The Wife of Willesden is the debut play of Zadie Smith, first published on 4 November 2021 by Hamish Hamilton. It is an adaptation of Geoffrey Chaucer's The Wife of Bath's Prologue and Tale, reimagined into present-day North London. It was first staged at London's Kiln Theatre, where it ran from 11 November 2021 to 15 January 2022.

==Background==
Smith wrote her first play, The Wife of Willesden after learning that her borough in London, Brent, had been selected in 2018 as the 2020 London Borough of Culture. She chose to adapt "The Wife of Bath's Tale" in Geoffrey Chaucer's Canterbury Tales, recalling how she had translated Chaucer into contemporary English during her studies at Cambridge. The retelling replaces the pilgrimage with a pub crawl set in contemporary London, with the Wife of Bath becoming Alvita, a Jamaican-born British woman in her mid-50s who challenges her Auntie P's traditional Christian views on sex and marriage. Like the original tale, Alvita is a woman who has had five husbands, her experiences with them ranging from pleasant to traumatic. The majority of the piece is spent on her talking to the people in the pub, in much the way that the Wife of Bath's prologue is longer than the tale itself. To her, Alvita's voice is a common one that she heard growing up in Brent, and thus writing this play was a natural choice for the festival. The tale itself is set in early 18th-century Jamaica, where a man guilty of rape is brought before Queen Nanny of the Maroons, who decrees that his punishment is to go and find what women truly desire.

==Reception==
The Guardians Kate Wyver commended Smith's "clever mimicry" but felt there were moments where the play got "lost in its own tangents" as well as a "a certain sense of stagnancy" due to its faithfulness to Chaucer's verse.

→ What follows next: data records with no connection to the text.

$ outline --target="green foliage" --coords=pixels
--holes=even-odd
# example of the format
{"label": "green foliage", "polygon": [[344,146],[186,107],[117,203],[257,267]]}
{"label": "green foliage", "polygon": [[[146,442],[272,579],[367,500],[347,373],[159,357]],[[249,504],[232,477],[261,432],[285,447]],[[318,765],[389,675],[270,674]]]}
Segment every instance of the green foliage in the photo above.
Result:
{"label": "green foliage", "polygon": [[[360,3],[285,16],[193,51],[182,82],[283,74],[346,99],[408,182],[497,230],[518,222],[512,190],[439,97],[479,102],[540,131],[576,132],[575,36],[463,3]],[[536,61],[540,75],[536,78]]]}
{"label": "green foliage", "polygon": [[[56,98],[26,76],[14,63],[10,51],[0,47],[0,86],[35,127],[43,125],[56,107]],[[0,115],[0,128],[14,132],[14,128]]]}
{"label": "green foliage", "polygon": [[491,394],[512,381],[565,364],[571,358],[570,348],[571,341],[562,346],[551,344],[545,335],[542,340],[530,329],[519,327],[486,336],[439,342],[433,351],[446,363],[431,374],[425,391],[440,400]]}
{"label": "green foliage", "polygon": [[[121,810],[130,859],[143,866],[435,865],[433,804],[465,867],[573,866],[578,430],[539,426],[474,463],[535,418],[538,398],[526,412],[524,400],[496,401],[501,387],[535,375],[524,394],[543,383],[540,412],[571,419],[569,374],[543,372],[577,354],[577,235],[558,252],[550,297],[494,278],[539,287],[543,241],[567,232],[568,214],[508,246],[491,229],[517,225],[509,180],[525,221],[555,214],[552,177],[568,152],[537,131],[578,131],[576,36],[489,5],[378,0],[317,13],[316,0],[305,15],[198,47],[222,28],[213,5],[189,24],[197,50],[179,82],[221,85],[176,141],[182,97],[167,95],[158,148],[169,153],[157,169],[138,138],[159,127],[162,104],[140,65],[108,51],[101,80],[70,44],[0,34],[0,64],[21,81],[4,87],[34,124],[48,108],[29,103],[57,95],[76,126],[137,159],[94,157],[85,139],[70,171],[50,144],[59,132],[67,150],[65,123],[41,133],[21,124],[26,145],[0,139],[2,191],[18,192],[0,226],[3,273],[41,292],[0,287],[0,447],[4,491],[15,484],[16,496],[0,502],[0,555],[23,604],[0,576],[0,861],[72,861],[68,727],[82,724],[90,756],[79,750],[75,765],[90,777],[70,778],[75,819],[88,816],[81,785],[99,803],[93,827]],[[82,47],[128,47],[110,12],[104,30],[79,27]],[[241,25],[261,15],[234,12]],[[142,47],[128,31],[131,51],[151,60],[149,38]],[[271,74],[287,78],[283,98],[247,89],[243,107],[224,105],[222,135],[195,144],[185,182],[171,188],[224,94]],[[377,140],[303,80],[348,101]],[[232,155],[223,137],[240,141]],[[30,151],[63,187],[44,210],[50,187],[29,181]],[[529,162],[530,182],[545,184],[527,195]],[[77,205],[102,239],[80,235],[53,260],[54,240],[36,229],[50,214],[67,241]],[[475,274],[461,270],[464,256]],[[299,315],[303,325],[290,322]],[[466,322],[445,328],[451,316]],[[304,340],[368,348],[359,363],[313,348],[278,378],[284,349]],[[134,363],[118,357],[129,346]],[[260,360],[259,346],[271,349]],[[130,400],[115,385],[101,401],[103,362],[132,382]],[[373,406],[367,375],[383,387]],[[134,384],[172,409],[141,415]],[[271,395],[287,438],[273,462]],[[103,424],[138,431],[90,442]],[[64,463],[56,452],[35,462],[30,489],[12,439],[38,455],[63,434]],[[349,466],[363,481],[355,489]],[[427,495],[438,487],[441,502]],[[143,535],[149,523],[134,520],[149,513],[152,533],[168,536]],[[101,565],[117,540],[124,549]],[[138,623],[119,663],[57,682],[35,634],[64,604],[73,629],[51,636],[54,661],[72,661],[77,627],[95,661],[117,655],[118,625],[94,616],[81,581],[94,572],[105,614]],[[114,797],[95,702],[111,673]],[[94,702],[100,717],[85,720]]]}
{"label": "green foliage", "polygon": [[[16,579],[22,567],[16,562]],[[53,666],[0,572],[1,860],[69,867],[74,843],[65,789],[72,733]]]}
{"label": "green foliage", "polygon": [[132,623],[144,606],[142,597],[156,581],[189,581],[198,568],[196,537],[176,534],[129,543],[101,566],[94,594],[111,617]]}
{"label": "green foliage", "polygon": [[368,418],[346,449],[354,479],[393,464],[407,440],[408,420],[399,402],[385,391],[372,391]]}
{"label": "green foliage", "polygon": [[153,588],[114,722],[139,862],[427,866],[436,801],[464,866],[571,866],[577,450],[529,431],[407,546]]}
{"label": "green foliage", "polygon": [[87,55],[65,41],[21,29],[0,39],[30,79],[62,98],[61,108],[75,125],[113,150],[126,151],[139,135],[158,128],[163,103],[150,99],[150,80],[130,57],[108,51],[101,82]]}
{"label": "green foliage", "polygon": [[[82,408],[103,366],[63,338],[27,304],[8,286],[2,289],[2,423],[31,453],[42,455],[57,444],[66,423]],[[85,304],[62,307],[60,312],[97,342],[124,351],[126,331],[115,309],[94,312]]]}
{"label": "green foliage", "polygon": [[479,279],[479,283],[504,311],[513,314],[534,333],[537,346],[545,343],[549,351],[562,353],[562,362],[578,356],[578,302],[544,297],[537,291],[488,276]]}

Marion Turner for The Times Literary Supplement deemed the play a "triumphant work of art, an utterly riveting theatrical experience" and praised the hilarity in its writing and presentation whilst also "[engaging] powerfully with current debates about which histories matter and what Englishness and Britishness might be."

Wendy Smith of The Boston Globe praised the "vitality and sheer verbal relish" of the contemporary vernacular, writing, "The 10-syllable verse line fits contemporary speech rhythms as naturally as it did Chaucer's, and Smith's relaxed approach to rhyming emulates that of her forebear."